If a child stage sets a different catalog, schema, or timezone than what the inherited client has, a new client is automatically created. You can also use start_on_new_client = true to force a new client (e.g., to get fresh session params).

Example:

"catalog": "iceberg"

cold_runs

Format

"cold_runs": integer

Definition

The number of cold runs to run to populate the cache. If not set, defaults to 0. However, if both cold_runs and warm_runs are 0 (neither is explicitly set), cold_runs is automatically set to 1 so that each query runs at least once.
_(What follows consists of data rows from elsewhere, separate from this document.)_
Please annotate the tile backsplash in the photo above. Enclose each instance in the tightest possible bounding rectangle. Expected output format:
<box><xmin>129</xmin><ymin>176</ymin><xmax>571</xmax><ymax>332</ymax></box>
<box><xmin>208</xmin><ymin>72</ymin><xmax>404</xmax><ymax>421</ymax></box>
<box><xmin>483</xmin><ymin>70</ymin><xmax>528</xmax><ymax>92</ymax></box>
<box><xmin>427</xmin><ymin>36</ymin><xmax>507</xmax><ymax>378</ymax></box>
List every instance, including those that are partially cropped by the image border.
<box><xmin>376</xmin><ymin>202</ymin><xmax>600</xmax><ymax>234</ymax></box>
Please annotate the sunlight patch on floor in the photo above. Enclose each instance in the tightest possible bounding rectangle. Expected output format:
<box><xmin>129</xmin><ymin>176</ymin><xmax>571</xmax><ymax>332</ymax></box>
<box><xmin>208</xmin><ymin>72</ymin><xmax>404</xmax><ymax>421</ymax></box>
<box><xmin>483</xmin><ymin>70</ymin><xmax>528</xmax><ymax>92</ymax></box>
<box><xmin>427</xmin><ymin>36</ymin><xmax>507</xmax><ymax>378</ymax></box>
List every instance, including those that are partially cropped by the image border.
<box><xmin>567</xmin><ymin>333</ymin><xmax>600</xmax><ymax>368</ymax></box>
This parameter and its value are inherited by child stages. Set the parameter to null in a stage to unset the value inherited from a parent stage.

A cycle is defined as the total of (cold_runs + warm_runs) for a query.

Example:

"cold_runs": 1

description

Format

"description": “Description of the JSON file.”

Definition

JSON does not support comments, so comments in PBench are formatted as data pairs. For more information see Comments Inside JSON - Commenting in a JSON File.

Begin every stage JSON file with a description.

description is a recognized field on the stage struct. It is not used during execution but is preserved when the stage is parsed.

Example:

"description": "Specifies the catalog and the schema for TPC-DS Iceberg scale factor 1 TB partitioned."

expected_row_counts

Format

"expected_row_counts": {
  "file1": [
    1,
    1
  ],
  "file2": [
    1,
    1
  ]
}

Definition

A map from [catalog.schema] to arrays of integers that are expected row counts for the queries that are run under different schemas.

The key of this map can be either:

  • [schema] - match the schema name regardless of the catalog they are under

  • [catalog.schema] - match both catalog and schema

  • [regular expression] - used to match [catalog.schema]

List the expected row counts for queries first, then list the expected row counts for the queries in each query file listed in query_files.

Example:

"expected_row_counts": {
  "tpcds_sf10000_": [
    100,
    100
  ],
  "tpcds_sf1000_": [
    100,
    100
  ]
}

Use regular expressions to match multiple [catalog.schema] pairs. In this example, .*\\.tpcds_sf10000 matches hive.tpcds_sf10000 and iceberg.tpcds_sf10000.

"expected_row_counts": {
  ".*\\.tpcds_sf10000": [
    100,
    100
  ],
  "tpcds_sf1000_": [
    100,
    100
  ]
}

next

Format

"next": [
  "stage_2.json",
  "stage_3.json"
]

Definition

Specifies one or more child stages of the current stage. Child stages start after the parent stage finishes, and in parallel with each other. Child stages inherit some parameters from the parent stage if those parameters are not explicitly set in the child stage.

Example:

"next": [
  "stage_2.json",
  "stage_3.json"
]

queries

Format

"queries": [
  "query_string"
]

Definition

Run the SQL query in query_string. If a query is long or complex, or there are several queries, consider saving the queries in a SQL file to be run using query_files.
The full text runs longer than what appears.